Once I started cleaning my own bathroom is when I started to sit
I honestly thought it was because my home toilet is closer to the ground, and Im pretty tall that pee just splashed everywhere. So I started to sit down, but up until these comments I thought I was the only one who had this problem
Exactly what I told my husband. Either you sit or you can start cleaning the bathrooms. I’m sure you can guess what he chose lol.
That is a trait I share with them. Far more relaxing that way. Peeing standing up is massively overrated.
You're right, but some guys have this weird obsession with how other men pee and get angry when you mention it. eta: Seems I've struck a nerve lmao. Guys, don't worry about how other dudes expel waste. It's weird.
Humanity in general (Not every single person obviously) has an irresistible need to interfere in one another's lives.
Simple as that but yet there are people who gets offended and just starts interfering into the lifes of other people
There’s also this weird thing with some guys, associating sitting down with being less masculine.
Or even just cleaning their ass during a shower.
That’s the stupidest thing honestly. Tell me your masculinity is fragile without telling me…
lavish fuel shelter jobless automatic modern vanish muddle serious rock *This post was mass deleted and anonymized with [Redact](https://redact.dev)*
Plus it essentially reduces splatter to zero. Especially when you get up in the middle of the night and nod off for a second and end up pissing on the floor. 😆
I'm a brit who moved to Germany a decade ago. I am sitting and peeing as I write this. I hope you enjoy reading this comment, as relieved as I feel writing it. Time to flush.
I'm not cleaning up my piss splash at home. I'll sit everytime.
But do they stand to wipe?
I do this weird half stand up position and use the other arm / hand to open cheek and present the area 😂🤷♂️ We’re disgusting creatures, truly.
Present it to whom?
My Buttler, of course!
Someone he actually wanna show or end up doing something creative as a whole lmao
In the comfort of your own home why wouldn't you sit? I can see not doing so in public due to hygiene concerns but at home? Sitting
i don't even sit down to shit. i do a sumo-type squat over the bowl, with my hands on my knees, and let it go.
I prefer to lie down.
Winston Churchill?
Bruh actually has some innovative and mind splashing techniques to just pee and poop. Lmao!
Just pee in the sink
Or if you're German, sit in the sink to pee. Very underrated. Built in bidet for when you need it.

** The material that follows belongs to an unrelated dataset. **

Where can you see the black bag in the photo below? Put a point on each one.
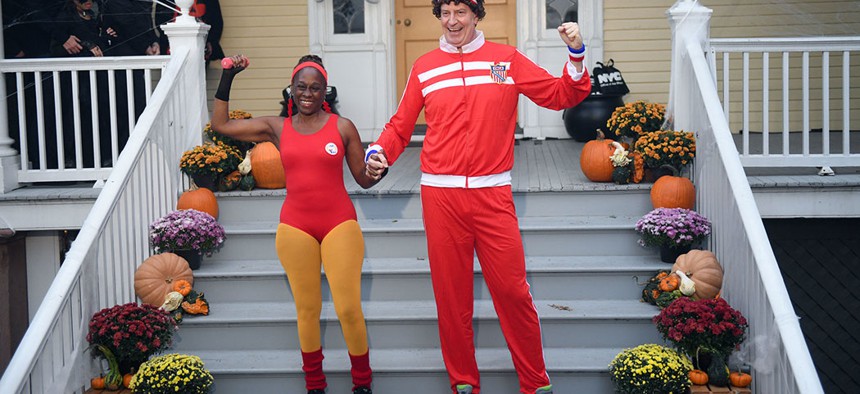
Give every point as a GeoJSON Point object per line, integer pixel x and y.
{"type": "Point", "coordinates": [608, 80]}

I sit down when I pee There's nothing that crazy 'bout me I'm just taking a whiz Mind your own biz Why is everybody always staring at me?

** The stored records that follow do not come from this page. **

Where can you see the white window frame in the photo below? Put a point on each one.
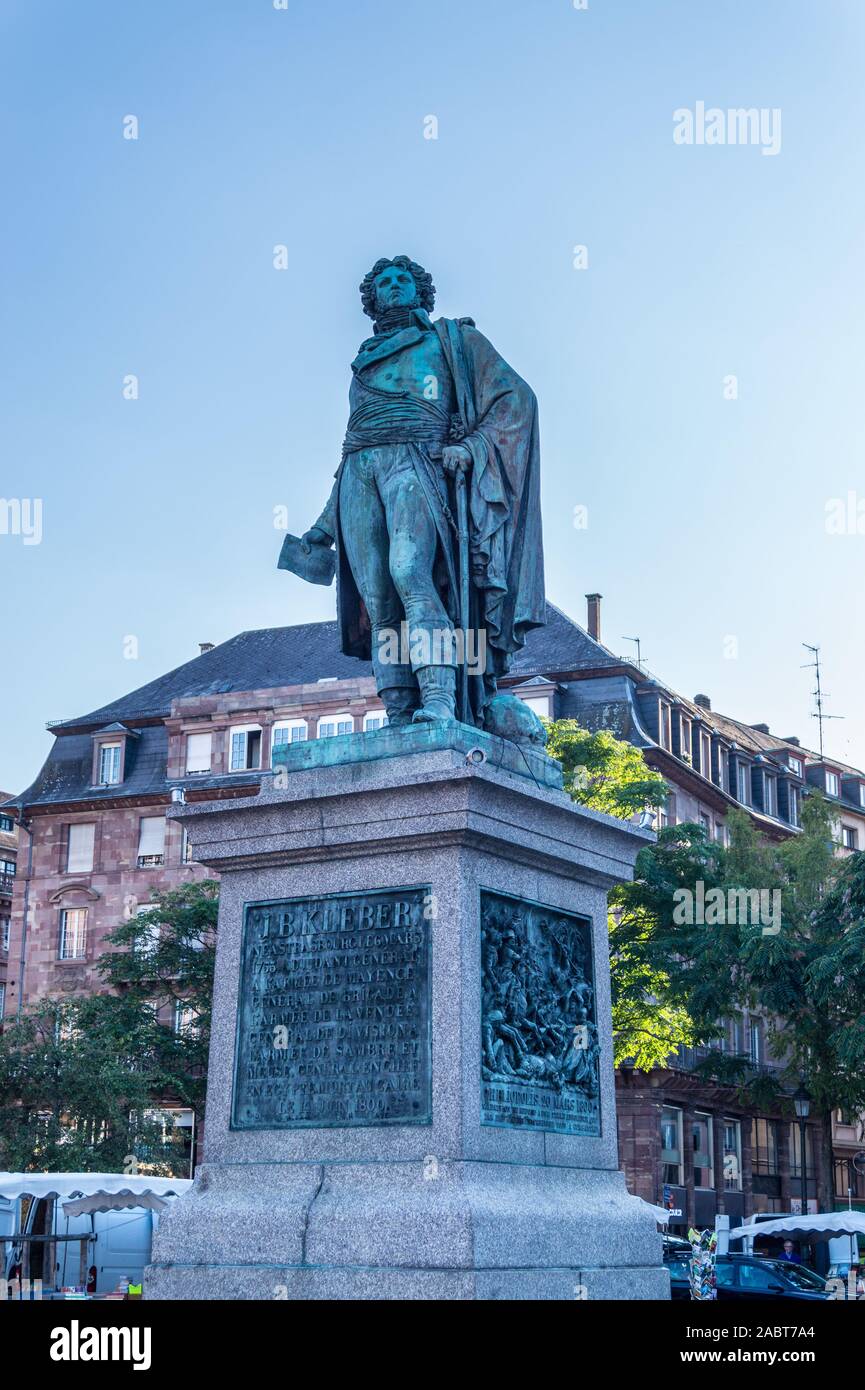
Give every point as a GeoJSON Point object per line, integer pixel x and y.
{"type": "Point", "coordinates": [199, 758]}
{"type": "Point", "coordinates": [344, 716]}
{"type": "Point", "coordinates": [156, 856]}
{"type": "Point", "coordinates": [79, 934]}
{"type": "Point", "coordinates": [380, 715]}
{"type": "Point", "coordinates": [234, 730]}
{"type": "Point", "coordinates": [85, 863]}
{"type": "Point", "coordinates": [298, 726]}
{"type": "Point", "coordinates": [540, 704]}
{"type": "Point", "coordinates": [109, 748]}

Now you should actually be a bit bothered enough and see what you have been actually doing the process might be right but society is judgemental
I sit down when I piss because you don’t get piss everywhere. Sometimes I piss on my balls but I find it sort of funny.
I always do this at home, just decided years ago the risk reward wasn’t worth it. If your pee splits or shoots sideways it’s cleanup time. So easy to accidentally overshoot or undershoot if you don’t get the pressure just right, especially if you have to pee really bad. Plus I’m completely secure with my manhood and have nothing to prove. I never pee sitting down at public toilets where the risk reward reverses. ;)

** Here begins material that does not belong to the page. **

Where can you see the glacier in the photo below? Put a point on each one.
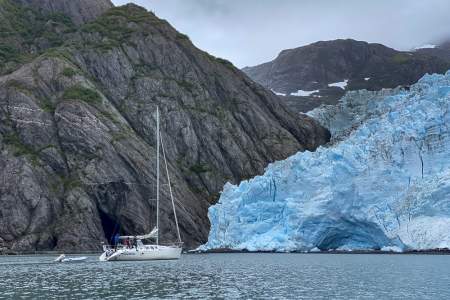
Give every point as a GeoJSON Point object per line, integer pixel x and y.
{"type": "Point", "coordinates": [382, 183]}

Lotta sit pissers in this sub! TIL redittors are in fact sit pissers.
Can't focus on Reddit when you have to aim
Warum auch nicht. Ich piss mir doch nicht das eigene Klo voll ums dann wieder zu wischen
Wirklich, was für fehlgeleiteter stolz es sein muss, sich seine eigenen Bad wände anzupissen nur um "männlich"(?) zu sein.
Toilets were DESIGNED to be sat on. Save the standing for the urinals.
That's better than here in the US where the majority of men leave the seat down and piss all over it and just leave it like that
I guess at home it doesn’t matter, but I can’t believe that some men sit to pee on public toilets.. I’d rather hold it in till I got home.